After spotting the missive on Facebook last month, Jared Vallorani, chief operating officer of Liberty Alliance, was inspired to make the trick more accessible. He commissioned notes with a similar preprinted message in a font resembling handwriting. His initial run of 5,000 packages of 25 notes sold out quickly, as did a second lot of 5,000. Mr. Vallorani’s website, PatriotDepot.com, began accepting preorders while waiting for a third batch of 10,000 to be printed. He anticipates them selling out within a week. “They’re moving quicker than anything we could have expected,” he told The Washington Times. “We’ve had a lot of successes in the past, but this product is blowing us away more than anything we’ve seen previously.”
Liberty Alliance formed after the election in 2008. “You can thank Barack Obama for our start,” Mr. Vallorani said. “He has taken our country away from what we consider our core values.” Before the gas-pump sticky notes, a bumper sticker proclaiming, “I’ll keep my guns, freedom and money, you can keep the change,” was a best-selling item. “This idea is beyond the gas issue. I’ve seen pictures of notes in grocery stores on food items saying ‘this product used to cost this,’ ” he said.
The idea is spreading. “The sticky note campaign” has its own Facebook page where people upload pictures of different notes spied around the country. “I believe in Hope & Change. I hope we change Obama’s job title in Nov. American cannot afford another 4,” one says. “How’s that Keystone pipeline looking now?” another asks rhetorically. A third, posted on a gas pump next to the digital price display of $4.08 per gallon, said simply, “Are you kidding?! Nobama 2012!”
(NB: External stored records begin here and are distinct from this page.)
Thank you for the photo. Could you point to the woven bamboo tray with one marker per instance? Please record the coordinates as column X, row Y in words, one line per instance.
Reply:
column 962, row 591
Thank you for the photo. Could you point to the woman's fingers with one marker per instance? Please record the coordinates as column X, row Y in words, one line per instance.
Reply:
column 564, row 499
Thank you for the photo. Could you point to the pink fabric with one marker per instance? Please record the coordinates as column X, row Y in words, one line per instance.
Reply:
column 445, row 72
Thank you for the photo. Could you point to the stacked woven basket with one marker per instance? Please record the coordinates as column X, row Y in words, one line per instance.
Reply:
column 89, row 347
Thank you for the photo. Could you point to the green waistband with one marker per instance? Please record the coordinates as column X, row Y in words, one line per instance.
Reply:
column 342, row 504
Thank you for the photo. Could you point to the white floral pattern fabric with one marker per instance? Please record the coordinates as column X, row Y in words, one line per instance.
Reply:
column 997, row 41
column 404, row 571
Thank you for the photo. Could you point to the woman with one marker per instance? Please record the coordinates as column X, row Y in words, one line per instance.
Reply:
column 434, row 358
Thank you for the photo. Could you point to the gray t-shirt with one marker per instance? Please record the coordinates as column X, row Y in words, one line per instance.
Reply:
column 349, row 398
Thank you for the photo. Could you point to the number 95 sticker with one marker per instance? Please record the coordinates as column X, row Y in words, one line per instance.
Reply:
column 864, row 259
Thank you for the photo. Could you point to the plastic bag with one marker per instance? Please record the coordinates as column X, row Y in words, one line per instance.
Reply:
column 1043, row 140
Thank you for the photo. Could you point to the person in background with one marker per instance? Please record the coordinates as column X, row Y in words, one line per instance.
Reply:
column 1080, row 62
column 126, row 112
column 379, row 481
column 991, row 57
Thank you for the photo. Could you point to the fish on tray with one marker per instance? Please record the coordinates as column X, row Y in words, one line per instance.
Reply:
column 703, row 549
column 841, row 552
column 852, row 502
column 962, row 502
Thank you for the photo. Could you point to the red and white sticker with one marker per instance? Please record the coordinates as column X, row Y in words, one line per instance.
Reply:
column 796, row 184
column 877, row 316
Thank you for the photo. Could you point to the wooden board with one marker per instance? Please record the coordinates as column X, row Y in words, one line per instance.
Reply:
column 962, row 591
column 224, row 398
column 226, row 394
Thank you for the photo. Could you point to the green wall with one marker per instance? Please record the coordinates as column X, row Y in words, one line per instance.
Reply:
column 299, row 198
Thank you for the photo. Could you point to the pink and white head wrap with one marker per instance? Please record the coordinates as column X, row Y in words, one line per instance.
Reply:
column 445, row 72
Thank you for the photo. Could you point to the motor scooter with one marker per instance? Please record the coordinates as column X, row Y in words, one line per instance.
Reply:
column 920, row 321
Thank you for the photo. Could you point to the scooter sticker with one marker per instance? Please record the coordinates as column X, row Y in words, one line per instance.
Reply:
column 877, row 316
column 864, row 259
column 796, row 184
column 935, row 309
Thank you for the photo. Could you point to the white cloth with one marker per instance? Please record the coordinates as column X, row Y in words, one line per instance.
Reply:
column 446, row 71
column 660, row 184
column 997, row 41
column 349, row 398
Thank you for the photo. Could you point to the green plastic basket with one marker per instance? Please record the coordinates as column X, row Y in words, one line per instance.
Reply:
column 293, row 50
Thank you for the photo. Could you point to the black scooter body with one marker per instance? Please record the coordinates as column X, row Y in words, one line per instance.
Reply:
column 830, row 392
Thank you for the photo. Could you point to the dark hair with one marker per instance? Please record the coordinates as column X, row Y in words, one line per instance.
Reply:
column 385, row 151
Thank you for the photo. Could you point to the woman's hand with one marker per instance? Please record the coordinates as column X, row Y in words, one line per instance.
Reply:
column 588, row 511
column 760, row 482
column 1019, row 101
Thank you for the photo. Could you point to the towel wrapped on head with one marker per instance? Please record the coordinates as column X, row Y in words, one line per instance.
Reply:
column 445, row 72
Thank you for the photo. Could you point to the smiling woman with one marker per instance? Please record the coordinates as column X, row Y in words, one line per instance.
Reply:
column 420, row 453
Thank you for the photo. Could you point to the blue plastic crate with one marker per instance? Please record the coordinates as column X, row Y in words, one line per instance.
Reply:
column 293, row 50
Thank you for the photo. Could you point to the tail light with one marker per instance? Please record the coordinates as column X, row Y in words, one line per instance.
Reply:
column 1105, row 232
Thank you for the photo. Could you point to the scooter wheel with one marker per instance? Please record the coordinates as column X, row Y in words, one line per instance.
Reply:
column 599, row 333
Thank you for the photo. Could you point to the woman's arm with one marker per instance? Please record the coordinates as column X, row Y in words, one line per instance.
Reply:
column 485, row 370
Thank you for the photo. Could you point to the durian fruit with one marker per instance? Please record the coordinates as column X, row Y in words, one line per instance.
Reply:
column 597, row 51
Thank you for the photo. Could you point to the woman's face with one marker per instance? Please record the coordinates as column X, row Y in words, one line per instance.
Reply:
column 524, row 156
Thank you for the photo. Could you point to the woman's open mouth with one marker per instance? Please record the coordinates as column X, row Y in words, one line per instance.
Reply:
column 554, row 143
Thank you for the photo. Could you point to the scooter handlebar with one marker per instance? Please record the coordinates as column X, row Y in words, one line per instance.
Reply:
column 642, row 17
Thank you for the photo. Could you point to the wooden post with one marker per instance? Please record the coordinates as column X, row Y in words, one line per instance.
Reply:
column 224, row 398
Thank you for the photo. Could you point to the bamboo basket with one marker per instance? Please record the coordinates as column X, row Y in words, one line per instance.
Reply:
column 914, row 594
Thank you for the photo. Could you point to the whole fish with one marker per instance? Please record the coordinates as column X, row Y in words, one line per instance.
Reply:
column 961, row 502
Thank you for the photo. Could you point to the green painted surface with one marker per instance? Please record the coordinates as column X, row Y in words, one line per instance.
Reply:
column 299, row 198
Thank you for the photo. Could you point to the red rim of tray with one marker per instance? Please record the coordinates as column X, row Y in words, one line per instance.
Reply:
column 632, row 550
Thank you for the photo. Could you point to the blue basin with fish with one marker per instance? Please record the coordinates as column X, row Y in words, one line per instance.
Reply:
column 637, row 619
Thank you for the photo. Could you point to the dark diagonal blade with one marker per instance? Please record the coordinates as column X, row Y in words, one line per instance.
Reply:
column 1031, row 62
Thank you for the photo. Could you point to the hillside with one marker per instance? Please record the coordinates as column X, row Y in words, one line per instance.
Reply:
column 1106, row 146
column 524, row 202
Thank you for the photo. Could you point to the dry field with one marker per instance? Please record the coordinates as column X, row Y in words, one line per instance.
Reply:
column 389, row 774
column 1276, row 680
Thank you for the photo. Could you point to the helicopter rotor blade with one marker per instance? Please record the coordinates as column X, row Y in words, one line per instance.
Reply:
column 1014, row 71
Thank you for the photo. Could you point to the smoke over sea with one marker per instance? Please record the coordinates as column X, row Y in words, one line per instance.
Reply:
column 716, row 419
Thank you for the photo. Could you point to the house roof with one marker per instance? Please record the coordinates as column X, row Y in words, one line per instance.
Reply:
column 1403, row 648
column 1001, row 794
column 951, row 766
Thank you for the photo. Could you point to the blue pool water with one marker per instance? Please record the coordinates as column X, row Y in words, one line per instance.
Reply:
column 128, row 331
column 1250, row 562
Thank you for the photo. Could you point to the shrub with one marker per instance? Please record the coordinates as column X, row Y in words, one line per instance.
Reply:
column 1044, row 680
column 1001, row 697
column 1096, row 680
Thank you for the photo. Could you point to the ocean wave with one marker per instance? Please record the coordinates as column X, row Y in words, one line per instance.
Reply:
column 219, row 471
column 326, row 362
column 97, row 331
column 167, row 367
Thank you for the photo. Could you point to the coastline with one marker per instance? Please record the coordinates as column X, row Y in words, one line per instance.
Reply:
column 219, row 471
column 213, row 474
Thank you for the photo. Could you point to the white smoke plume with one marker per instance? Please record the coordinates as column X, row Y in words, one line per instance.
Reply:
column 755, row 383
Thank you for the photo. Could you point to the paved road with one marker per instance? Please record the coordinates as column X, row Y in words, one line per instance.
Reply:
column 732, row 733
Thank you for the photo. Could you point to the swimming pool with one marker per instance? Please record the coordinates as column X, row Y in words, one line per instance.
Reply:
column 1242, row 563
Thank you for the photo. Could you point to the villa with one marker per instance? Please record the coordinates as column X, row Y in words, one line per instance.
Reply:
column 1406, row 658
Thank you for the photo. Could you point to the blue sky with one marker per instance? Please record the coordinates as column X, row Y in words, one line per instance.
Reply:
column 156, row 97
Heather Lawver saw the notes at a neighborhood gas station and sought to verify the claims. “If the goal was to get voters to learn more, we need a way to give out more info,” she explained. So she launched Hellovoter.com, providing backup for fuel price statistics and ways for the like-minded to find one another. It will eventually offer downloadable notes.
Advocates of this novel form of grass-roots political advertising believe they can change the country one note at a time. If prices continue to climb as they have in the past month, gasoline will be $5 per gallon by Election Day, when the broke nation decides whether it can still afford this president’s out-of-touch energy policy.